Features
How fast is sea level rising?
Sea level rise is being driven by warming oceans, melting mountain glaciers and the loss of the Greenland and Arctic ice sheets, the Royal Society explains in a guide that looks at climate change, including how fast sea levels are rising.
How fast is sea level rising?
Long-term measurements of tide gauges and recent satellite data show that global sea level is rising, with best estimates of the global-average rise over the last two decades centred on 3.2 mm per year. The overall observed rise since 1901 is about 20 cm.
This sea-level rise has been driven by (in order of importance): expansion of water volume as the ocean warms, melting of mountain glaciers in most regions of the world, and losses from the Greenland and Antarctic ice sheets. All of these result from a warming climate. Fluctuations in sea level also occur due to changes in the amounts of water stored on land. The amount of sea level change experienced at any given location also depends on a variety of other factors, including whether regional geological processes and rebound of the land weighted down by previous ice sheets are causing the land itself to rise or sink, and whether changes in winds and currents are piling ocean water against some coasts or moving water away.
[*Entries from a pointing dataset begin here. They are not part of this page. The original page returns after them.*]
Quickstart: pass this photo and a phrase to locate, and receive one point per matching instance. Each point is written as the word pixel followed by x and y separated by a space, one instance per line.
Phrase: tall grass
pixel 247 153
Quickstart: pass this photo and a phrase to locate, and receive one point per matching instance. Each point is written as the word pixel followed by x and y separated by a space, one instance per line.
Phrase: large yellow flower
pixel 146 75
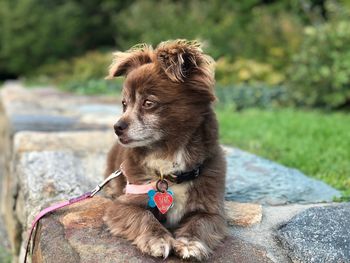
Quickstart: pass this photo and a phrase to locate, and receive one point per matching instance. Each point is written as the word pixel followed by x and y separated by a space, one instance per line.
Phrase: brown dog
pixel 168 127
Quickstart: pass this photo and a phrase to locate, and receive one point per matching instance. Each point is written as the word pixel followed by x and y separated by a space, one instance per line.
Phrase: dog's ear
pixel 178 58
pixel 124 62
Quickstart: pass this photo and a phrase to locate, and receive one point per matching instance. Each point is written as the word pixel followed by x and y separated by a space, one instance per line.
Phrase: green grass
pixel 315 142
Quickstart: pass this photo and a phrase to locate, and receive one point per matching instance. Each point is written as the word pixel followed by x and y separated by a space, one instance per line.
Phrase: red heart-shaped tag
pixel 163 201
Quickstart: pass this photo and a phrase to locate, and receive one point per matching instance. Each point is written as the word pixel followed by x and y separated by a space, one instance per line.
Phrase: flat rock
pixel 319 234
pixel 77 234
pixel 251 178
pixel 243 214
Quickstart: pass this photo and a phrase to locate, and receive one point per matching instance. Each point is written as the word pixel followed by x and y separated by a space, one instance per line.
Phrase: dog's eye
pixel 147 104
pixel 124 105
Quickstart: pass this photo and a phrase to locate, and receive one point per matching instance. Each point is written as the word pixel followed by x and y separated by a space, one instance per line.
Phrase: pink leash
pixel 66 203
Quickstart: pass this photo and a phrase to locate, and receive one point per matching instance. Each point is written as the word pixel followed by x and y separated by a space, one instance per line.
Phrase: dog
pixel 168 130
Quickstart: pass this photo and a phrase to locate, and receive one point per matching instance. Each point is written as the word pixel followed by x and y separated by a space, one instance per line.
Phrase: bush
pixel 246 71
pixel 35 32
pixel 230 29
pixel 92 65
pixel 84 74
pixel 253 96
pixel 320 73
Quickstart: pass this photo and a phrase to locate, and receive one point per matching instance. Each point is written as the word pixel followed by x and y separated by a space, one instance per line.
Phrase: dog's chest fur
pixel 168 166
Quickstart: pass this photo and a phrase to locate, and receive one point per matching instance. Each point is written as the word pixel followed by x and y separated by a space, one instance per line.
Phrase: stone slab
pixel 319 234
pixel 251 178
pixel 243 214
pixel 77 234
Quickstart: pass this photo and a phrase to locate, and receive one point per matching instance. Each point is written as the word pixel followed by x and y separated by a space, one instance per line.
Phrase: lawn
pixel 315 142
The effects of rising sea level are felt most acutely in the increased frequency and intensity of occasional storm surges. If CO2 and other greenhouse gases continue to increase on their current trajectories, it is projected that sea level may rise by a further 0.5 to 1 m by 2100. But rising sea levels will not stop in 2100; sea levels will be much higher in the following centuries as the sea continues to take up heat and glaciers continue to retreat. It remains difficult to predict the details of how the Greenland and Antarctic Ice Sheets will respond to continued warming, but it is thought that Greenland and perhaps West Antarctica will continue to lose mass, whereas the colder parts of Antarctica could start to gain mass as they receive more snowfall from warmer air that contains more moisture. Sea level in the last interglacial (warm) period around 125,000 years ago peaked at probably 5 to 10 m above the present level. During this period, the polar regions were warmer than they are today. This suggests that, over millennia, long periods of increased warmth will lead to very significant loss of parts of the Greenland and Antarctic Ice Sheets and to consequent sea level rise.